United States Court of Appeals, Ninth Circuit.
Submitted Nov. 17, 1997.**
Decided Nov. 21, 1997.
NOTICE: Ninth Circuit Rule 36-3 provides that dispositions other than opinions or orders designated for publication are not precedential and should not be cited except when relevant under the doctrines of law of the case, res judicata, or collateral estoppel.
Appeal from the United States District Court for the District of Oregon, No. CR-92-00177-HJF; Helen J. Frye, District Judge, Presiding.
Before HUG, Chief Judge, PREGERSON and BEEZER, Circuit Judges.
Sam Lee West, appeals the 24-month sentence imposed following revocation of his supervised release We review a district court's revocation of supervised release for abuse of discretion.
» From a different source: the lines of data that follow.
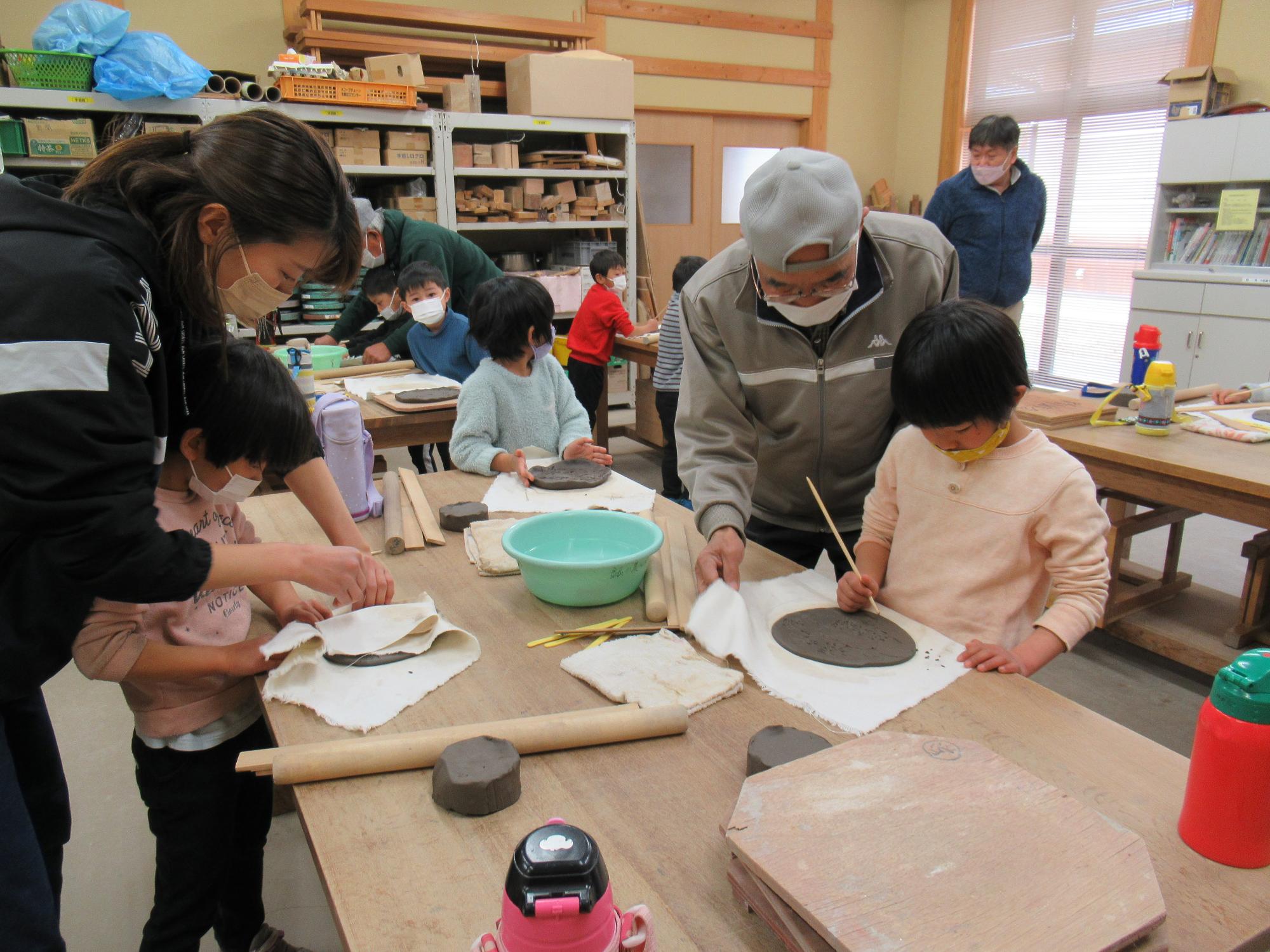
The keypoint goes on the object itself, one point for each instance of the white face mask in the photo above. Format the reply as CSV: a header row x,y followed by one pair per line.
x,y
251,298
237,491
430,313
820,313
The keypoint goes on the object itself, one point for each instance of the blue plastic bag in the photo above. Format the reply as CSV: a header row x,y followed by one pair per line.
x,y
148,65
82,27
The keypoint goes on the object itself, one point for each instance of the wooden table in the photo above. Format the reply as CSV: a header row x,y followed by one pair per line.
x,y
402,874
1193,474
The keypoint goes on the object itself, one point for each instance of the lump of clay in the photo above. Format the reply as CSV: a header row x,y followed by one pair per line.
x,y
431,395
478,776
458,517
849,640
775,746
571,474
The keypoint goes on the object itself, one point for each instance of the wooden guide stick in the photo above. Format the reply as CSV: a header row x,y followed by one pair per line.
x,y
394,538
841,544
359,757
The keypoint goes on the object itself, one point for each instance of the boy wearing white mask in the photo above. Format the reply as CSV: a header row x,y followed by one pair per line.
x,y
599,322
187,667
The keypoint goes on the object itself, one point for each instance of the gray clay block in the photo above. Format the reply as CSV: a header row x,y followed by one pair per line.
x,y
775,746
458,517
571,474
477,777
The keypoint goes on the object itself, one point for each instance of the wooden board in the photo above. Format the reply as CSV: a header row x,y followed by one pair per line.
x,y
904,841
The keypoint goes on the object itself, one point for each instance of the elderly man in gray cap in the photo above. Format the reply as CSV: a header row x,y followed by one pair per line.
x,y
788,342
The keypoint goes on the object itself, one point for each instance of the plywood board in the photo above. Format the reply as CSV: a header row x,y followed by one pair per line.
x,y
904,841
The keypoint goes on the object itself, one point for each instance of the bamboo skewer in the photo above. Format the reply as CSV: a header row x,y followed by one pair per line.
x,y
841,544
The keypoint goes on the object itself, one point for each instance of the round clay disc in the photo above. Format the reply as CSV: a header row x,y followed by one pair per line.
x,y
458,517
849,640
777,746
432,395
478,776
571,474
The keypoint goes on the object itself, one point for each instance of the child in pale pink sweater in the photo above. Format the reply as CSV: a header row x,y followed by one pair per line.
x,y
186,667
975,517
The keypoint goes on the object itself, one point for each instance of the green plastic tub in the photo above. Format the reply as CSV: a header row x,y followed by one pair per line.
x,y
580,559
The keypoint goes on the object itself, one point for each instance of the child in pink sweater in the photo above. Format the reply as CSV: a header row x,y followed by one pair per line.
x,y
186,667
975,517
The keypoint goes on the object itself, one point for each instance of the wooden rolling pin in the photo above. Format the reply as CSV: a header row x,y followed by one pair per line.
x,y
655,583
394,534
359,757
366,369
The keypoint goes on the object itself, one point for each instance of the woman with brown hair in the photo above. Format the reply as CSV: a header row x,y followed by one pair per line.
x,y
104,291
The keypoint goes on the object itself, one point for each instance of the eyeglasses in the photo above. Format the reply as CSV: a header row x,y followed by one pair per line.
x,y
822,291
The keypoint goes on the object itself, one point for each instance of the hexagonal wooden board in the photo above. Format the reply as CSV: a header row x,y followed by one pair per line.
x,y
901,841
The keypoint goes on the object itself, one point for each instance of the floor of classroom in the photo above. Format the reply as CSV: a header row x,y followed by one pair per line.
x,y
110,861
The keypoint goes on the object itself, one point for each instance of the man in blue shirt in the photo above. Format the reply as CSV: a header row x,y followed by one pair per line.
x,y
994,213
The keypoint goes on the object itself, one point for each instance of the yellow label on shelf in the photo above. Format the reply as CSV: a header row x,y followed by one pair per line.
x,y
1238,210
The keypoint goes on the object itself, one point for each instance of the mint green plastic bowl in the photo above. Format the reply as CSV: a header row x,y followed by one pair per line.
x,y
578,559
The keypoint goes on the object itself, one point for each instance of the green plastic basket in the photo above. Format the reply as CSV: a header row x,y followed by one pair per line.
x,y
40,69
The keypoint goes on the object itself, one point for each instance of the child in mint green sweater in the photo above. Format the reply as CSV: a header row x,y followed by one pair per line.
x,y
520,397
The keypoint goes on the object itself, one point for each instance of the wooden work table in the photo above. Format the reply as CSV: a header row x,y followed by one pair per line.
x,y
402,874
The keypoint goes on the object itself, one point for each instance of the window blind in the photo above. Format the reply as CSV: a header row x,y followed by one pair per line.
x,y
1083,81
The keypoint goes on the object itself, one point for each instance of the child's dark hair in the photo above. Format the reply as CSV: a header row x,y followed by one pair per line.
x,y
420,275
958,362
605,262
248,408
502,313
685,270
379,281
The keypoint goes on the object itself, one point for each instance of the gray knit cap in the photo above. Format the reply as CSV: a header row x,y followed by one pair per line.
x,y
801,197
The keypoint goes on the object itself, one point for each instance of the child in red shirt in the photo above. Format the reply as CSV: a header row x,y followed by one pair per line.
x,y
601,318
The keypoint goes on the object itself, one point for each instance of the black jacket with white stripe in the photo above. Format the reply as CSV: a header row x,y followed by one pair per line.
x,y
88,347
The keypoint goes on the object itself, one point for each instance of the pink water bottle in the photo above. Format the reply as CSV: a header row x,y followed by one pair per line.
x,y
1226,812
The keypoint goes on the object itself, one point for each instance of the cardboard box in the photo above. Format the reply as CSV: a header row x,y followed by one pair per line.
x,y
582,83
399,68
415,142
358,139
350,155
404,157
62,138
507,155
1198,91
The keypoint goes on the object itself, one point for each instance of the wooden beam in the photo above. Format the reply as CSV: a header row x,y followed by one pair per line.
x,y
702,17
1202,46
697,69
436,18
819,126
957,76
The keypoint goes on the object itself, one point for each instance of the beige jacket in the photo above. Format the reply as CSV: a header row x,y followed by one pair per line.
x,y
760,411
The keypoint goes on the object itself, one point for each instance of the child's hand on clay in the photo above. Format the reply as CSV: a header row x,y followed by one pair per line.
x,y
986,657
855,591
309,611
244,659
586,449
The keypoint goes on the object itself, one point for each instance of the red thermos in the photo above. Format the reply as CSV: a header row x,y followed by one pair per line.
x,y
1226,812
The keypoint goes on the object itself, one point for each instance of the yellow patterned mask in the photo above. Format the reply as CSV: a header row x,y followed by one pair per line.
x,y
970,456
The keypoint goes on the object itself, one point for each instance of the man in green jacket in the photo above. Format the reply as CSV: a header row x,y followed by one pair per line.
x,y
396,241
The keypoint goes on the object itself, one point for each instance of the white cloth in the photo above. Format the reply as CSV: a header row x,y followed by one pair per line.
x,y
510,496
361,699
857,700
653,670
483,541
394,384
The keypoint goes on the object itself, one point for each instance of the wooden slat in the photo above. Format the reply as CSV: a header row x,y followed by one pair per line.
x,y
438,18
702,17
957,76
695,69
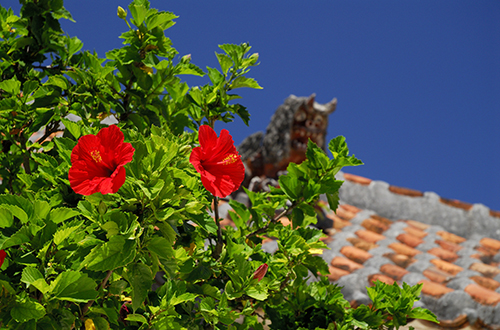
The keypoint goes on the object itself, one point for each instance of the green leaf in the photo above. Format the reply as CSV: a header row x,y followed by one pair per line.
x,y
72,127
290,185
27,310
32,276
257,293
64,233
189,68
215,76
422,314
136,318
161,247
159,19
333,200
42,209
225,62
316,157
11,86
17,239
18,206
57,80
117,252
241,81
339,150
62,213
231,292
6,218
138,13
140,278
73,286
74,45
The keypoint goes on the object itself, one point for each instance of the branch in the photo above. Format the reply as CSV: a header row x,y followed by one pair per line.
x,y
276,218
103,283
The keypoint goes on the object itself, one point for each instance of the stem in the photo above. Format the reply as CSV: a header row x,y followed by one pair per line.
x,y
103,283
276,218
218,245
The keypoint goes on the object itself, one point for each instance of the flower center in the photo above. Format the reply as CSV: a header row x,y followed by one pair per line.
x,y
230,159
96,155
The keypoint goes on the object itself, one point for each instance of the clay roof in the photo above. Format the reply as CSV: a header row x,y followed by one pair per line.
x,y
387,233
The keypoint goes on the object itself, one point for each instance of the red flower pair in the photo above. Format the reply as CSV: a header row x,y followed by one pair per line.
x,y
218,162
98,160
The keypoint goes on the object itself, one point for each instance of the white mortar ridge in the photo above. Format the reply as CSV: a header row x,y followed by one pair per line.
x,y
427,209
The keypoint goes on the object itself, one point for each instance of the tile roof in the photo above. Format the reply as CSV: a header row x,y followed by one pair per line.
x,y
387,233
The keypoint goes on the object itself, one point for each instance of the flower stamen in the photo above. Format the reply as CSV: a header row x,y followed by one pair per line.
x,y
230,159
96,155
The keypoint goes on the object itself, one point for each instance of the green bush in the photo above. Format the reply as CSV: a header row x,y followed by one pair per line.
x,y
89,259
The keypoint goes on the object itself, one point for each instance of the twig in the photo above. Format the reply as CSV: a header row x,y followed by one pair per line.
x,y
276,218
103,283
218,245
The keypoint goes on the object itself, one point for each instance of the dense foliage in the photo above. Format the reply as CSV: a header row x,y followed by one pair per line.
x,y
144,252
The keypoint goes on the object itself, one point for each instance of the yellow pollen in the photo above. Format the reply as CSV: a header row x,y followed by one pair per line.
x,y
230,159
96,155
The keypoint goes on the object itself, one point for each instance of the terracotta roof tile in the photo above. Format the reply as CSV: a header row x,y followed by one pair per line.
x,y
456,203
415,232
486,282
338,222
434,289
447,267
404,249
357,179
485,251
443,254
380,277
374,225
361,243
405,191
459,322
345,264
350,208
486,270
417,224
436,275
451,237
482,295
393,271
336,273
490,243
345,213
383,220
355,254
369,236
400,259
409,240
452,247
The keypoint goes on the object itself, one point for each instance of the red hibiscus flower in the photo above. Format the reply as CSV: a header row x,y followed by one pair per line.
x,y
218,162
260,272
2,257
98,160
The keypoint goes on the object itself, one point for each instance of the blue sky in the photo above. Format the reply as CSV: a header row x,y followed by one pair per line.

See United States v. Schmidt, 99 F.3d 315, 320 (9th Cir.1996). We review for clear error the district court's factual findings. See United States v. Lomayaoma, 86 F.3d 142, 146 (9th Cir.), cert. denied, 117 S.Ct. 272 (1996). We have jurisdiction under 28 U.S.C. § 1291, and we affirm.
West contends that the district court failed to give sufficient reasons for departing upward from the recommended range. This contention lacks merit
The district court revoked West's supervised release because he stabbed his son seven times in the chest and abdomen with a butcher knife. The district court adequately considered the policy statements of chapter 7 and gave its reasons for departing upward from the range. See 18 U.S.C. § 3553(a)(4) (1997). The district court adequately considered the necessary factors as required by 18 U.S.C. 3583(e). The district court specifically found that "in light of the facts that have been presented to me today, the egregiousness of those facts and the seriousness of the wounds inflicted, the relationship of the individuals involved, the court is going to depart upward to 24 months." We conclude that the district judge's reasons for imposing the sentence were sufficiently clear. See United States v. Lockard, 910 F.2d 542, 546 (9th Cir.1990).